The same applies for Namibia and Botswana, but be sure to check with the relevant embassies or consulates before departure.
It is the guest’s own responsibility to have the appropriate visa upon arrival.
Dust and Boots provide all the gear you need for the wilderness trails and other tours where equipment is needed – we have got fully equipped, quality hiking backpacks, tents, and crockery.
What you need to bring:
- Small backpack for day tours (should be light and comfortable for carrying essentials for day tours; sufficient water & snacks (which we will provide), sun cream, camera, sunhat, scarf, etc.)
- Optional: Water bladder or camel pack
- Hiking socks + normal socks
- Underwear (consider thermals for Winter nights)
- Sunhat (Preferably wide brimmed)
- Warm hat/ Beanie (for winter)
- Warm jersey (fleece or soft shell)
- Windproof jacket (for winter)
- Light windproof rain jacket or poncho (primarily Summer)
- COMFORTABLE hiking shoes/hiking boots (Comfortable shoes or boots are the most important item on the list. We will be hiking many kilometers, so your footwear can make or break this holiday – be sure to bring footwear that you know and trust to be comfortable for longer periods of time, i.e. brand new shoes is not a great idea. Our guides usually wear fairly open shoes when hiking, but hiking boots with more ankle support is generally a good idea. For the Fish River Canyon boots with ankle support is essential).
- Spare laces
- Sandals for leisure and nights on trail
- Gaiters (non-essential, but protects against grass seeds in the late summer months)
- Gloves/mittens (essential for Winter nights)
Clothes should be comfortable and suited for the time of year (remember Winter gets very cold at night in these parts – bring a sweater and warm socks; In Summer a rain poncho or light waterproof jacket is a good idea).
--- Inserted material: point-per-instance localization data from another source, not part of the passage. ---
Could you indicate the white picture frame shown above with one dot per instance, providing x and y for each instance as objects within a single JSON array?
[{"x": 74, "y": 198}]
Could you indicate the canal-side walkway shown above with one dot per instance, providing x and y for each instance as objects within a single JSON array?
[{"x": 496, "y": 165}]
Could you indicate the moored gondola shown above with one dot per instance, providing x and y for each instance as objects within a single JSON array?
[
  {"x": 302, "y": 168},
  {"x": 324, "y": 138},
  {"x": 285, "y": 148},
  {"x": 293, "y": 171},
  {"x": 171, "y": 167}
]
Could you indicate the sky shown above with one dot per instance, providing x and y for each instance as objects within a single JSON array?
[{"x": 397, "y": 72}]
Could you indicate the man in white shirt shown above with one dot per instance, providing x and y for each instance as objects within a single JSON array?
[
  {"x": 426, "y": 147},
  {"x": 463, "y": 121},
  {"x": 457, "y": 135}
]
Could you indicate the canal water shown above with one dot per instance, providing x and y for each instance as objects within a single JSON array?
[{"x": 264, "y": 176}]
As we will be hiking in the natural environment, we recommend neutral coloured clothes (Grey, khaki, subtle greens, greys, browns are perfect). Whites and brights can attract unwanted attention from certain animals, and should thus be avoided.
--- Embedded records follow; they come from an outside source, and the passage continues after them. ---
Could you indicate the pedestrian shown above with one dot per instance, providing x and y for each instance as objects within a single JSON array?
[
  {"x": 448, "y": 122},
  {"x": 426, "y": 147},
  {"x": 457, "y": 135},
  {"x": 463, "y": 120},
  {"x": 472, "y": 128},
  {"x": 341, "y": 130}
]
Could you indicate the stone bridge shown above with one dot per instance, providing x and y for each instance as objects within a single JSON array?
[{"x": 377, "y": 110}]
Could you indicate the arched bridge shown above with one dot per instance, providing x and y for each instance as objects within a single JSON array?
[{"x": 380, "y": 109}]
- Short and long-sleeved shirts (Lightweight, moisture management fabric, neutral colors)
- Zip-off trousers (lightweight, moisture management fabric, neutral colors)
- Bathing costume
- Sun cream
- Personal medicine
- Antiseptic cream, antihistamines, painkillers, anti-diarrhea medication, anti-inflammatories, eye drops, muscle relaxing cream, blister treatment/band-aids
- Emergency contact details + insurance details
- Money (credit cards will do – you don’t need to exchange from home)
- Vaccination certificates (consult with your doctor)
- Camera, charger
- Binoculars (optional)
Everything as described under the pricelist – generally everything excluding flights, insurance, single supplement, non-specified activities and pocket money.
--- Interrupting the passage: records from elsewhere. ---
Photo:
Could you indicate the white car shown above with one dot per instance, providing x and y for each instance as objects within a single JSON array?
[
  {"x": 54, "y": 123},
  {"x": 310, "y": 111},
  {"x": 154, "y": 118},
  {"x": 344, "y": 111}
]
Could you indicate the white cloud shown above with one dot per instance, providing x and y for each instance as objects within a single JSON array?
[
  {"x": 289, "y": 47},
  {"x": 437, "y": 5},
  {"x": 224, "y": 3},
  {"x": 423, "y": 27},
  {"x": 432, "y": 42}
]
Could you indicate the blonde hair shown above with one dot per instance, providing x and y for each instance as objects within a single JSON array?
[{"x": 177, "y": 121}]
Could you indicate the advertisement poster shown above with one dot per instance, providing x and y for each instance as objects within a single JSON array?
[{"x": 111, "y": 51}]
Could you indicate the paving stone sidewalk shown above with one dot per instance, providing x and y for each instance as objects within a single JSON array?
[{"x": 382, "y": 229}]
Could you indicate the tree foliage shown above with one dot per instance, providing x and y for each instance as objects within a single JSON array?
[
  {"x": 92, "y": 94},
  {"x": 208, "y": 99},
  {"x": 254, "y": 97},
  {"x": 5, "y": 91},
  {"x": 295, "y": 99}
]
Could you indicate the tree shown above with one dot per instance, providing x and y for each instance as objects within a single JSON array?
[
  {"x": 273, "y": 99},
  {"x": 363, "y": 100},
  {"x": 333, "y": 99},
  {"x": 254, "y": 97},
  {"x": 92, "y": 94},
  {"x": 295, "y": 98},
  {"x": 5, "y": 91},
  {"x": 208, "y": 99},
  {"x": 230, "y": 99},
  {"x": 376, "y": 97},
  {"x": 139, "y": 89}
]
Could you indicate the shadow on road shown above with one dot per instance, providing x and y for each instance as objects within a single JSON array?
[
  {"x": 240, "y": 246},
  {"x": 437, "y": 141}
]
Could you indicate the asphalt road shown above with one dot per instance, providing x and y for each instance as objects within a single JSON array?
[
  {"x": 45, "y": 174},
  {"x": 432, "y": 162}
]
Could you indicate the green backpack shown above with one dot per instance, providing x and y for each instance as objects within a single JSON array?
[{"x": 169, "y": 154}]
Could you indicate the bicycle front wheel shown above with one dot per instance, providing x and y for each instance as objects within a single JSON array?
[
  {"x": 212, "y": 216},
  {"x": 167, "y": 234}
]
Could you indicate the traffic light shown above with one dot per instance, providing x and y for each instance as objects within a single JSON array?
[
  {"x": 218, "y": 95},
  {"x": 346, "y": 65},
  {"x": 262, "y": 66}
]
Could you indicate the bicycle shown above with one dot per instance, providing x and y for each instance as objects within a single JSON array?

We provide a full package putting emphasis on a high service level and a knowledgeable guide, who will join you throughout the tour. We provide everything in terms of food and snacks including drinks and refreshments with meals and on trails. (A late night drinking binge is on your own account)
Basic tips are included (Dust and Boots tip waitresses, guides, camp hands, etc.), but if you are particularly happy with a guide or an activity you are welcome to add an additional tip.
See tour prices under the individual tours — Click Here
In Southern Africa our seasons are the opposite of the Northern Hemisphere, however we usually divide our seasons into the rainy season (Summer months) and the dry season (Winter months).
November to February/March
The rainy season, which is also the hotter season, begins around November and lasts until February/March, the rest of the year is fairly dry.
The wet summer months are hot and comfortable – it rarely rains whole days, only in thunderous showers usually in the afternoon. In summer the bush is lush and green with lots of bird activity.
May to August/September
Winter months can be very cold at night, but the days are always warm and comfortable. Game viewing is better in winter, as the bush is less dense and you see animals more easily, but many of the migrant birds will have left the region at this time.